In Here, the placement of the camera never changes, only the era.
The film endeavors to show us the universality of our individual lives; the message seems to be that you can plunk a camera down in one random place for hundreds of years, and capture common human experiences, over and over.
Most of the film revolves around Al Young (Paul Bettany) and his wife Rose (Kelly Reilly), who purchase a house in 1945, and raise their son Richard (Tom Hanks) there. Eventually Richard marries his girlfriend Margaret (Robin Wright), and a lot of very relatable things keep happening.
There comes a time in everybody’s life when the dreams of youth give way to the realities of adulthood. There comes a time in everybody’s life when a fortune cookie is opened, and someone jokingly says, “Help! I’m trapped in a fortune cookie factory.”
Here invites us to smile, or laugh, or cry in recognition.

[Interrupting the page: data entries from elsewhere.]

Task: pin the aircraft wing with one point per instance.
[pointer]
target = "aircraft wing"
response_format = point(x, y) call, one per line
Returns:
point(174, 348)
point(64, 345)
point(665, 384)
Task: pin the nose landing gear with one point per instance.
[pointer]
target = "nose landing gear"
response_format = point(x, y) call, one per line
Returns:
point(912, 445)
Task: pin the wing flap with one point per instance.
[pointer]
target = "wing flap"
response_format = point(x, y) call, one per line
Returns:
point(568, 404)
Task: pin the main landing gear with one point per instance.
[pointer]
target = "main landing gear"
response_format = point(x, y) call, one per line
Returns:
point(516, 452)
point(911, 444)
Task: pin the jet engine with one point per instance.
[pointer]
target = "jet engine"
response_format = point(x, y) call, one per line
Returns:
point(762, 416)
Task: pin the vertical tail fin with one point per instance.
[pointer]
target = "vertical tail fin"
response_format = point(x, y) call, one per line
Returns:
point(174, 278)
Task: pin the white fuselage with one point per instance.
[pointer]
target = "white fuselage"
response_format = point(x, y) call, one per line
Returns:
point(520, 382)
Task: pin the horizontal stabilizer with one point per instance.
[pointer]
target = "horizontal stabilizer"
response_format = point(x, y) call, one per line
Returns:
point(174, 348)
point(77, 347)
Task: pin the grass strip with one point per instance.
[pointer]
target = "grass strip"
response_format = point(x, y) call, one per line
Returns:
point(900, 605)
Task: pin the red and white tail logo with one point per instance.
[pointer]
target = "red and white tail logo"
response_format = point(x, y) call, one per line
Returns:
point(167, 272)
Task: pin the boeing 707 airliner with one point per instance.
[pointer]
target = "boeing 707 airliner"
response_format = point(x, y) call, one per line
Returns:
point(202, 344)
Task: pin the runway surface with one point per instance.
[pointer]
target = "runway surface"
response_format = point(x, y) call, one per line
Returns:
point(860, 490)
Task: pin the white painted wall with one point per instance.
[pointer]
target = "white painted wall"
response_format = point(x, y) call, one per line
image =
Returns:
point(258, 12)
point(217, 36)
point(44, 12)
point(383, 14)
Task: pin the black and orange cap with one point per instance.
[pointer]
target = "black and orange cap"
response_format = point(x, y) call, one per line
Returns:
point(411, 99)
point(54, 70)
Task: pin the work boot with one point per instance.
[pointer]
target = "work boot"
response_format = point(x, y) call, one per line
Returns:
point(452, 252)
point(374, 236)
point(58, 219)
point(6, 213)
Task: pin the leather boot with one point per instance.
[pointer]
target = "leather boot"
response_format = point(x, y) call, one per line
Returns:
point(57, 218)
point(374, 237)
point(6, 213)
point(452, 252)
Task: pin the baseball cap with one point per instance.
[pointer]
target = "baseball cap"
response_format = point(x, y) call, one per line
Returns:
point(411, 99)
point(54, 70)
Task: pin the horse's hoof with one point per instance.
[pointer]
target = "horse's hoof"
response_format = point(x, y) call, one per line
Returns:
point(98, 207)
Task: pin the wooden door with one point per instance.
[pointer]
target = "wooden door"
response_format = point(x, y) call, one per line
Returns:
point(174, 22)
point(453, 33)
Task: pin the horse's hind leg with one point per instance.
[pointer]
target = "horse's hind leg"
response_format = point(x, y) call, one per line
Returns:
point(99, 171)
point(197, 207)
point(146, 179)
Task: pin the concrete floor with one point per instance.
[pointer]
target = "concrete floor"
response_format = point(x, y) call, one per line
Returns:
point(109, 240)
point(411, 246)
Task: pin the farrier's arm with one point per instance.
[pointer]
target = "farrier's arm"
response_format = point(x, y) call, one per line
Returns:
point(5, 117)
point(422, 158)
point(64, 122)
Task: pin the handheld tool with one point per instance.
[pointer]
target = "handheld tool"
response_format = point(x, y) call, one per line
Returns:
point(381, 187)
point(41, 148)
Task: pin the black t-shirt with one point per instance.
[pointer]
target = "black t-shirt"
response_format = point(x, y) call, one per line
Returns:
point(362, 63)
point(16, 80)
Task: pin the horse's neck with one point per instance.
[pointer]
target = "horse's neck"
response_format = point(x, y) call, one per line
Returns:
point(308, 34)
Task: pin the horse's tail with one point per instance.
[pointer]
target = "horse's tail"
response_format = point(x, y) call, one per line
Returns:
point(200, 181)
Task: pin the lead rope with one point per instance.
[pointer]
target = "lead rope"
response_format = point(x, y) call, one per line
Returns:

Yet the human experience is also characterized by surprises and secrets, and Here contains precious few. It feels like a greatest hits compilation from a series of home movies. The Youngs have been manufactured to be recognizable, and nothing else; at no point do we get to know them as individuals.
Even worse, Here does not confine itself to the story of the Youngs. The film jumps back and forth through time, in frustratingly brief glimpses. We are introduced to a Native American, courting the woman he loves in the middle of a forest. Benjamin Franklin shows up, as does the inventor of the La-Z-Boy chair. We meet an aviator and his disapproving wife; we see an African American family during COVID.
There are way too many of these threads, and the film cuts back and forth between them too quickly. They are also very perfunctory; some are limited to three or four short moments. Then, halfway through the run time, they mostly go away, so that the movie can focus on the characters played by Hanks and Wright. The makers of Here needed to commit to all of the storylines or sacrifice some of them.
Would Here have worked without the unmoving camera? Not even remotely. The various characters and plot lines are so generic and ephemeral that the gimmick is what lends the movie all its interest.
Unfortunately, even with the gimmick, Here does not really work. Watching multiple stories, in brief glimpses, like a fly on a wall, makes one feel distant, and trapped.
AI technology, used to age and de-age Hanks and Wright in real time during shooting, was heavily touted when Here was being promoted. Yet I think most people would agree that de-aging technology has not been mastered even when applied the normal way, in post-production. A lot of Here looks a little too dark, and maybe the filmmakers were trying to hide the limitations of their shiny new tools.
It is not the biggest problem on display.
Here is daring and heartfelt, and I give it points for that. I really wanted to love it. I remember looking forward to Robert Zemeckis’s movies when I was younger; his stories were indivisible from the special effects used to tell them. Who Framed Roger Rabbit is the only movie I have ever seen where every special effect is perfect, with no false illusions to take the viewer out of the film.
Death Becomes Her, Forrest Gump, The Polar Express...these films could not have been made without sophisticated technology that ended up advancing the art of film. It’s sad that Here doesn’t really work on a storytelling or a technological level. I’m not sorry I saw it, but I don’t think I’ll ever revisit it.